The auto-focus function also helps the system predict how radar targets will behave, and it provides corresponding alert levels. For example, Rains says, small boats tend to exhibit more erratic behavior than large ships. Tocaro Blue’s machine-learning software uses its classification system, embedded cartography, and data coming from other networked sensors to predict the future behavior of its own vessel and of acquired targets over a 30-second horizon.
If this sounds like signal filtering on steroids, welcome to the AI age.
“Machine learning is a lot more sophisticated than filtering, but I’d say that we can intelligently filter [radar targets] because we use machine learning,” Rains says. Raw radar data, he adds, is better for the system’s machine-learning software than post-processed radar returns such as Doppler processing. “Machine learning gets better with the better data that you feed it.”
For example, if the system knows that some returns are land or aids to navigation based on its cartography, then its machine learning can focus on identifying the other targets and predicting their behavior.
This information, plus closest-point-of-approach data to all targets, is presented on a graphically intuitive 2D or 3D screen view on the networked MFD. Users can split their MFD screen between a Proteus Hub screen view and standard radar imagery.
The result, Rains says, is far greater situational awareness than bloblike radar returns, especially when tricky navigation or dodgy crossings are involved.
“It eliminates the question: What’s that?” Rains says. “It eliminates the time that they need to spend learning how to use all their radar capabilities.”
More-advanced users get the most value from the system, he adds, because the software “can present really intelligent collision-avoidance alerts to the captain.” Even old salts, of course, can get distracted.
Looking ahead, Tocaro Blue’s future appears equally clear. Recent years have seen the rise of optical-based collision-avoidance systems, and Rains says the Proteus Core software could complement this technology by residing on third-party hardware. In time, Tocaro Blue’s machine-learning software could also help demystify other instrumentation—say, forward-looking sonar returns. However, Rains says, this isn’t on the company’s immediate road map.
Tocaro Blue’s machine-learning software can also ferret out errors in networked sensors. For example, most autopilots are only accurate to a few degrees unless a satellite compass is involved. (This inherent error can be compounded by the presence of ferrous metals within ships and bridges.) Rains says Tocaro Blue’s machine-learning software can perform a “constellation lock” and triangulate on known reference points, using cartographic and radar data to correct for sensor biases.
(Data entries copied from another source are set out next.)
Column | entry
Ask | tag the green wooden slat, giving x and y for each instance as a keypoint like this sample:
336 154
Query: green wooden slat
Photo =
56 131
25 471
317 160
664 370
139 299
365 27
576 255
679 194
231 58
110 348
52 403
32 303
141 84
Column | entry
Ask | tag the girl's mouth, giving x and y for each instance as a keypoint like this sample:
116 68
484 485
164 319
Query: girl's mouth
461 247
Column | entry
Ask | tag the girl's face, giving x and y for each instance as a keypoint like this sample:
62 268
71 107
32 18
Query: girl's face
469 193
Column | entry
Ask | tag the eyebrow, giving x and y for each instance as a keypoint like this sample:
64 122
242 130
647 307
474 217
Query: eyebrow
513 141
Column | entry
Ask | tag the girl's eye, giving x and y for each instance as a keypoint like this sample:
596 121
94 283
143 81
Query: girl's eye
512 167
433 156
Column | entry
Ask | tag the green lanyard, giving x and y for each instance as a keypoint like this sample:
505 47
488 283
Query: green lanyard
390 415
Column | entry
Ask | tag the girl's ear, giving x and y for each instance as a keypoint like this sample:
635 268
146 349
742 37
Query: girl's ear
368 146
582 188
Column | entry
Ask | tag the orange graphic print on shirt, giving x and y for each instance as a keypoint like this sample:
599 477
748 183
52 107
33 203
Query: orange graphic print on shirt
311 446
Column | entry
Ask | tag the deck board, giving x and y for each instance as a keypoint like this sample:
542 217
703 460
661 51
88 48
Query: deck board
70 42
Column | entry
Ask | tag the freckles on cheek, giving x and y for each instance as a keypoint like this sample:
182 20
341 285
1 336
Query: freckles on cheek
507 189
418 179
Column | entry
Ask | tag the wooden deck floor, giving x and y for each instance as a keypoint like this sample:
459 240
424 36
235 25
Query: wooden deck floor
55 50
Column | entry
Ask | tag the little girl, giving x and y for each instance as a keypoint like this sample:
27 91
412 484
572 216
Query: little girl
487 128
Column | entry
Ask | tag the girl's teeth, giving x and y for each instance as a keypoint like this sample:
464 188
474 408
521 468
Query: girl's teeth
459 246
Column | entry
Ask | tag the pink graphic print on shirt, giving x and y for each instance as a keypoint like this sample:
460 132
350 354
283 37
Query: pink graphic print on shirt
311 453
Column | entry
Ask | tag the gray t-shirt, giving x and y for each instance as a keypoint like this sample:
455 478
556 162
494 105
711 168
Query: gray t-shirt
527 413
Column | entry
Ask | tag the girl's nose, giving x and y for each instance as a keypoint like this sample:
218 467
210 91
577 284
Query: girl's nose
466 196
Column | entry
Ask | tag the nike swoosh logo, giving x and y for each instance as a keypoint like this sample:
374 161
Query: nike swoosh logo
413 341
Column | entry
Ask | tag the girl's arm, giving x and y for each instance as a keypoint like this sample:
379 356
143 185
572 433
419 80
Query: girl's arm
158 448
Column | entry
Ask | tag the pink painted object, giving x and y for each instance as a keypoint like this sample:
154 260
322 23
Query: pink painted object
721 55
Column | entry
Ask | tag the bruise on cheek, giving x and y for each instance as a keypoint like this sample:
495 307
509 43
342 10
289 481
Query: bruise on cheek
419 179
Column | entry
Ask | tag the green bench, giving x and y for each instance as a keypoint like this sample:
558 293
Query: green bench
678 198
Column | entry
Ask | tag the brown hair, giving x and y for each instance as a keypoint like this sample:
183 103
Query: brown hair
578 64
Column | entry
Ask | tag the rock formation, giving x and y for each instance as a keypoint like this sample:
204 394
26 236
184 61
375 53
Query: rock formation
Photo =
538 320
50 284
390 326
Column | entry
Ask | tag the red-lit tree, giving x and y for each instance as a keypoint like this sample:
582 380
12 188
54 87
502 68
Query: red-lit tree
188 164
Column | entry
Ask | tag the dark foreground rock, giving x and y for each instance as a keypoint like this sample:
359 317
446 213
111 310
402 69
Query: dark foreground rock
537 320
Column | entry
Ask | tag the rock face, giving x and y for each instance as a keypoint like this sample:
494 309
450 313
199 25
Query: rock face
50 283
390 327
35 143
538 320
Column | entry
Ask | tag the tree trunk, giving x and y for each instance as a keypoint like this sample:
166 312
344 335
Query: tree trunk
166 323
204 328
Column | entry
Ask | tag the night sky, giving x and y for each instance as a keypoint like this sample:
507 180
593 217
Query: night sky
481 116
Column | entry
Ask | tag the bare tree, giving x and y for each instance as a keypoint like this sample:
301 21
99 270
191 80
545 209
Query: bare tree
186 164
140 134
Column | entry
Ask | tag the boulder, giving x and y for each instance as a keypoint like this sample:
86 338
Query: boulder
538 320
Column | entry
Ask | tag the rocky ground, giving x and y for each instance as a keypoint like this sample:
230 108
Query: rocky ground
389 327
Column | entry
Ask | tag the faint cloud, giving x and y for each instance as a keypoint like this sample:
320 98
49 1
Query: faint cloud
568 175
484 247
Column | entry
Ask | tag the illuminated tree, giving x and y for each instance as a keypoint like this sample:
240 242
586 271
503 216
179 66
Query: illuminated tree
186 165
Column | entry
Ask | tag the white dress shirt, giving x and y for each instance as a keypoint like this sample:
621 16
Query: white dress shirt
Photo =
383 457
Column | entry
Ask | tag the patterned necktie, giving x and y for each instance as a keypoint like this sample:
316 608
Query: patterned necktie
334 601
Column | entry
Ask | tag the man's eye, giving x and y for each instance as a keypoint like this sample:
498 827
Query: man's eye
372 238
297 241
While there’s currently no feedback loop to the erroneous native sensors, in time, Rains says, this information could make autopilots and other networked sensors more accurate.
So, for skippers who find radar confusing or want to increase situational awareness, Proteus Hub is worth investigating. Just ask Red Flowers. Despite holding his captain’s license for 45 years, his night on the Tennessee-Tombigbee Waterway could have ended differently without Tocaro Blue’s technology.
Busting Loose
For now, Proteus is available to boaters as a black-box system that networks with a vessel’s N2K and Ethernet networks to access radar and instrumentation data. Tocaro Blue may move to a software-as-a-service model and sell Proteus Core to boaters as software that runs aboard a personal computer or multifunction display.